Query ──► BM25 Sparse Search  ─┐
                                ├──► RRF Fusion ──► Cross-Encoder Rerank ──► Top-K Chunks
Query ──► Vector Dense Search ─┘

Tech Stack

Layer Technology
API FastAPI 0.115, Uvicorn, Server-Sent Events
Agent Framework LangGraph (StateGraph), LangChain
LLM Google Gemini 2.5 Flash (langchain-google-genai)
Embeddings HuggingFace all-mpnet-base-v2 (768-dim)
Vector Store ChromaDB 0.5
Sparse Search BM25 (rank-bm25)
Reranker cross-encoder/ms-marco-MiniLM-L-6-v2
PDF Parsing pdfplumber + Unicode normalization
Chunking RecursiveCharacterTextSplitter (800 tokens, 100 overlap)
UI Streamlit (dark theme, SSE streaming, PDF viewer)
Evaluation RAGAS (faithfulness, answer relevancy, context precision/recall)
Testing pytest + ruff
CI/CD GitHub Actions
Container Docker + docker-compose

Quick Start

Option 1 — Docker (Recommended)

# 1. Clone the repo
git clone https://github.com/robayedl/documind.git
cd documind

# 2. Set your API key
cp .env.example .env
# Edit .env and add: GOOGLE_API_KEY=your_key_here

# 3. Launch everything
docker compose up --build

Option 2 — Local Development

Prerequisites: Python 3.12, pip

# 1. Clone & enter directory
git clone https://github.com/robayedl/documind.git
cd documind

# 2. Create virtual environment
python -m venv .venv
source .venv/bin/activate      # Windows: .venv\Scripts\activate

# 3. Install dependencies
pip install -r requirements.txt

# 4. Configure environment
cp .env.example .env
# Edit .env and set GOOGLE_API_KEY

# 5. Start backend (terminal 1)
uvicorn app.main:app --reload --port 8000

# 6. Start UI (terminal 2)
streamlit run ui/streamlit_app.py --server.port 8501

API Documentation

Method Endpoint Description
GET /health Health check — returns status and environment
POST /documents Upload a PDF file, returns doc_id
POST /documents/{doc_id}/index Parse, chunk, and index a document
GET /documents/{doc_id}/file Download the original PDF
POST /query Ask a question, get a full JSON response
POST /query/stream Ask a question, receive SSE streaming tokens

Example: Upload and query a PDF

# Upload
DOC_ID=$(curl -s -F "file=@document.pdf" http://localhost:8000/documents \
  | python3 -c "import sys,json; print(json.load(sys.stdin)['doc_id'])")

# Index
curl -s -X POST http://localhost:8000/documents/$DOC_ID/index

# Query (full response)
curl -s -X POST http://localhost:8000/query \
  -H "Content-Type: application/json" \
  -d "{\"doc_id\": \"$DOC_ID\", \"question\": \"What is this document about?\"}"

# Query (streaming)
curl -N -X POST http://localhost:8000/query/stream \
  -H "Content-Type: application/json" \
  -d "{\"doc_id\": \"$DOC_ID\", \"question\": \"Summarize the key points.\"}"

Environment Variables

Variable Default Description
GOOGLE_API_KEY Required. Google AI Studio API key
STORAGE_DIR ./storage Directory for uploaded PDFs
CHROMA_DIR ./chroma_db ChromaDB persistence directory
CORS_ORIGINS http://localhost:8501 Comma-separated allowed origins
BACKEND_URL http://localhost:8000 Backend URL for Streamlit UI

Running Tests

# Run full test suite
pytest -q

# Run with coverage
pytest --cov=rag --cov=app -q

# Lint
ruff check .

RAGAS Evaluation

Evaluate pipeline quality with RAGAS metrics: faithfulness, answer relevancy, context precision, and context recall.

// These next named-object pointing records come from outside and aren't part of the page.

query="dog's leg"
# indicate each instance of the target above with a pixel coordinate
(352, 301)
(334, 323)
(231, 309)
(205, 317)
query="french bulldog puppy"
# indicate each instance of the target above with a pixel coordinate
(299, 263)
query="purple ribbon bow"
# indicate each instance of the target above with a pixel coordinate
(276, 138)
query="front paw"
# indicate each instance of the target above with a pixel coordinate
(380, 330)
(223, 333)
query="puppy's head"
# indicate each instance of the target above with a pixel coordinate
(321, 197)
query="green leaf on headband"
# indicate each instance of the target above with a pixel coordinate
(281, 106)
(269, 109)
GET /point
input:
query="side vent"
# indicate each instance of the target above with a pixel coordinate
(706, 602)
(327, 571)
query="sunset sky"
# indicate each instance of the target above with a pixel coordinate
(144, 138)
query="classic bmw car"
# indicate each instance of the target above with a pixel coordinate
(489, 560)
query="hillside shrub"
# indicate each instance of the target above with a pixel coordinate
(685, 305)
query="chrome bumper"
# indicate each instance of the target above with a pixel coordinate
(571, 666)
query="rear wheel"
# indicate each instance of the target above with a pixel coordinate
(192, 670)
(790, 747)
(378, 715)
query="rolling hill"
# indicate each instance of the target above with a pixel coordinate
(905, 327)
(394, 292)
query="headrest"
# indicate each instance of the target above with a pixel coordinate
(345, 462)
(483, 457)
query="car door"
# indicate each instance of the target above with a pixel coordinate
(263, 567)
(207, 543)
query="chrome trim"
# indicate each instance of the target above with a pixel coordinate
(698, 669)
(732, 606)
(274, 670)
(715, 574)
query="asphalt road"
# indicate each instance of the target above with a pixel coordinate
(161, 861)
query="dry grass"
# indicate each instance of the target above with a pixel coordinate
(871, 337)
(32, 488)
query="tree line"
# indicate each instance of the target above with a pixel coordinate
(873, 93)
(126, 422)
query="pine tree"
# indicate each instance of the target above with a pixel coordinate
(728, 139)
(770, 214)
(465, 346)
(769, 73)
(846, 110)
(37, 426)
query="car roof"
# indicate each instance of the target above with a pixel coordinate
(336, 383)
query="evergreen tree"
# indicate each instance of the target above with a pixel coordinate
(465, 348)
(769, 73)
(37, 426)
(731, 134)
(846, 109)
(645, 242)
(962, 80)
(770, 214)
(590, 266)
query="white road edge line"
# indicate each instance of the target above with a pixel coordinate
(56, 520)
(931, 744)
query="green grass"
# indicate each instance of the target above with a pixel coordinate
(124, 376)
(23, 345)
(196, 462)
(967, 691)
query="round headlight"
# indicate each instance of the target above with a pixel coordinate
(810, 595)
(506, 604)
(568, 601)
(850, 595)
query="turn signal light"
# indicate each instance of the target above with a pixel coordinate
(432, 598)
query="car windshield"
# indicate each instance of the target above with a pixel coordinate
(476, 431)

# 1. Upload and index your PDF (see API section above)

# 2. Update eval/test_queries.json with your doc_id and ground truth answers

# 3. Run evaluation
python eval/run_eval.py --doc-id <your_doc_id>

# 4. View results
cat eval/results.json

Pass criteria: faithfulness ≥ 0.70 and answer_relevancy ≥ 0.70


Project Structure

documind/
├── app/
│   ├── main.py              # FastAPI app — all routes + SSE streaming
│   └── storage.py           # doc_id generation, file path helpers
│
├── rag/
│   ├── agents/
│   │   ├── graph.py         # LangGraph StateGraph — full pipeline
│   │   ├── router.py        # Query router (retrieve vs. direct)
│   │   ├── grader.py        # Document relevance grader
│   │   ├── generator.py     # Answer generator (Gemini + chat history)
│   │   ├── hallucination.py # Groundedness checker
│   │   ├── rewriter.py      # Query rewriter for retry loop
│   │   └── memory.py        # Per-session conversation memory
│   ├── chains/
│   │   ├── retrieval.py     # Hybrid search + RRF fusion
│   │   └── rerank.py        # Cross-encoder reranker
│   ├── ingest.py            # PDF parsing (pdfplumber), chunking, indexing
│   ├── llm.py               # Gemini LLM + HuggingFace embeddings
│   └── store.py             # ChromaDB interface (collection versioning)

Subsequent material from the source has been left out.